В боковом окне торчало любопытное старушье лицо, словно бы вырезанное из куска еловой коры, с седым клочом волос, глубоко запавшим ртом, и в этом привидении я с трудом признал хозяйку Анну. Стекло отблескивало в вечерней заре, и в пролысинах розоватого света старуха казалась стенью, лишь смутным напоминанием о той могутной бабе-гренадерке, с которою я распрощался по осени. Может, она спутала меня с Левонтьичем, давним ее ухажером, неожиданно принявшим городской вид? Я стянул с головы вязаный черный колпак, вошедший в моду после чеченской войны, и поклонился. Но Анна так и не сшевельнулась, может, то была припечатанная к стеклу черно-белая фотка?.. В Жабках любят дивить честной народ.
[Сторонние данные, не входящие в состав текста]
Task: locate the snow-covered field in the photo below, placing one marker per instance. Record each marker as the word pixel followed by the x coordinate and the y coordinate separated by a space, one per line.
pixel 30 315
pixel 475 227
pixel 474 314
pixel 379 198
В избе стукнула внутренняя дверь, неохотно подались и заскрипели ворота – значит, Гаврош дома и ждет с нетерпением бутылек, чтобы утишить утробный жар. Нет, он не поспешил навстречу, припадая на левую измозоленную ногу, но гордовато, суровя свою натуру, скрадывал меня в тени крыльца. Лицо было бронзовым от вешнего загара, без прежней пропойной худобы и, казалось, лоснилось от сердечного довольства. Вид мужика не только удивил меня, но и неожиданно обрадовал, так что я на мгновение даже запамятовал о несчастных погорельцах, коих не обошла беда. Я почувствовал к Гаврошу что-то братское, словно бы во всем мире оставался единственный родной мне человек. Гаврош лениво смолил вечную цигарку, держа на отлете жиловатую руку, как то делают городские барышни. Что оставалось в Артеме прежним, так это серая застиранная майка, чудом держащаяся на плечах, и впалогрудое, прогонистое, почти мальчишечье тело. Значит, Артем прокалился, высветлился на пожаре и, пройдя сквозь огонь, обрел новое обличье.
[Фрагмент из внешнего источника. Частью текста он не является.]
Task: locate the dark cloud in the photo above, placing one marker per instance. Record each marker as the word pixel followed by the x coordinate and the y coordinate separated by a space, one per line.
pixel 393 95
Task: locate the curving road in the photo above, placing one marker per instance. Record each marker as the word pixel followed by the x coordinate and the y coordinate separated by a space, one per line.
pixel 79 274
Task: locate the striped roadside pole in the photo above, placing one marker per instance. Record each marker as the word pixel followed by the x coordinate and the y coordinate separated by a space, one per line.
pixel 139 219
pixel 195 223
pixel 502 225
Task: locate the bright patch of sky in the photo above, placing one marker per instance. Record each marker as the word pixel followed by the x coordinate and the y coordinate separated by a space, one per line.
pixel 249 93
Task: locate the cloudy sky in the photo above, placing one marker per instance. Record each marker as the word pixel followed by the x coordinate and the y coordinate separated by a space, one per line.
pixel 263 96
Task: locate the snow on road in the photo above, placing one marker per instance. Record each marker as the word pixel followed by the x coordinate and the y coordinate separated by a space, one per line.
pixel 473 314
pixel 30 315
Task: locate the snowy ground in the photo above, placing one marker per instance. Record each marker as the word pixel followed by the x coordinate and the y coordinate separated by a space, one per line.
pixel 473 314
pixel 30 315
– Как доехал? – спросил Гаврош и резко встряхнул головою, так что жесткие волосы рассыпались по плечам на два вороненых крыла. Посмотрел пристально на чинарик, но не кинул у крыльца, а приклеил к нижней губе, приосыпанной редкой рыжеватой щетиной... Зачем добру пропадать?
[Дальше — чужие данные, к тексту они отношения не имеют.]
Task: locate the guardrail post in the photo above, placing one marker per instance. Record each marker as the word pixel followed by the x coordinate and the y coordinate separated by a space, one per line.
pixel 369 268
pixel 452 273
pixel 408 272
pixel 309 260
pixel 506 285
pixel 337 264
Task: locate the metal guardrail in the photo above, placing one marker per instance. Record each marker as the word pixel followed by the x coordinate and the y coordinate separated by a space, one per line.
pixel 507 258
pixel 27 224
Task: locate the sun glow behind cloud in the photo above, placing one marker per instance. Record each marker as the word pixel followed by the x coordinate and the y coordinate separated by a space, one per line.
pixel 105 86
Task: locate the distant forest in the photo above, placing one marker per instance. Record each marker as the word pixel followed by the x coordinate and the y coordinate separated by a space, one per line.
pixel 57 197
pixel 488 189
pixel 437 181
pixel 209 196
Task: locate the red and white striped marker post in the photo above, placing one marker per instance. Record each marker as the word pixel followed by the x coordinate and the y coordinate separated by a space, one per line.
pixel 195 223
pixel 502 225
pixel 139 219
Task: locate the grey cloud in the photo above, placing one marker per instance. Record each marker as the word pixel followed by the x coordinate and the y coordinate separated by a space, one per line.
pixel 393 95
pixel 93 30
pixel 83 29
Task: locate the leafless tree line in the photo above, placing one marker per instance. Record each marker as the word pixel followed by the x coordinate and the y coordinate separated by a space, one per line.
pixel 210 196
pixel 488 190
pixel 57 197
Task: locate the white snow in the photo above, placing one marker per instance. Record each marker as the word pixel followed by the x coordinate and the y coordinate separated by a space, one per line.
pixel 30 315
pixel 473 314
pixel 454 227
– Слава богу, живой, – ответил я, подлаживаясь под тон мужика.
Мне хотелось узнать у егеря о случившемся, но я, помня деревенские обычаи, с любопытством не лез. Всему свой час: расспросят и доложат. Гаврош упрямо дожигал окурок, словно в этом бычке, в его ядовитых никотиновых останках, окрашивающих палицы в охряный цвет, и хранилось самое блаженное и хмельное, чем украшается такая постная, никчемная жизнь.
– Коли приехал – живи, – милостиво разрешил Гаврош и поднялся к себе в дом, будто это не он подавал мне телеграмму и срочно зазывал в Жабки.
...Раньше зимами я так тосковал по деревне, что мое скудное житьишко, моя холостяцкая нора в моем воображении порою преображались в богатые благочестивые хоромы, не скудеющие радостью, постоянно освещенные солнцем; я летел в лесной засторонок на крыльях, во всю дорогу неустанно подстегивая себя, не давая передышки. Господи, как мы умеем украшивать минувшее, а пережитое переносить в будущие времена, хотя догадываемся, что даже крохотные оттенки, слабые зарницы от перечувствованного уже невозможно повторить. Но воспоминаниями-то и украшается жизнь человека, иначе бы он стал беспамятной, уныло жующей скотиною.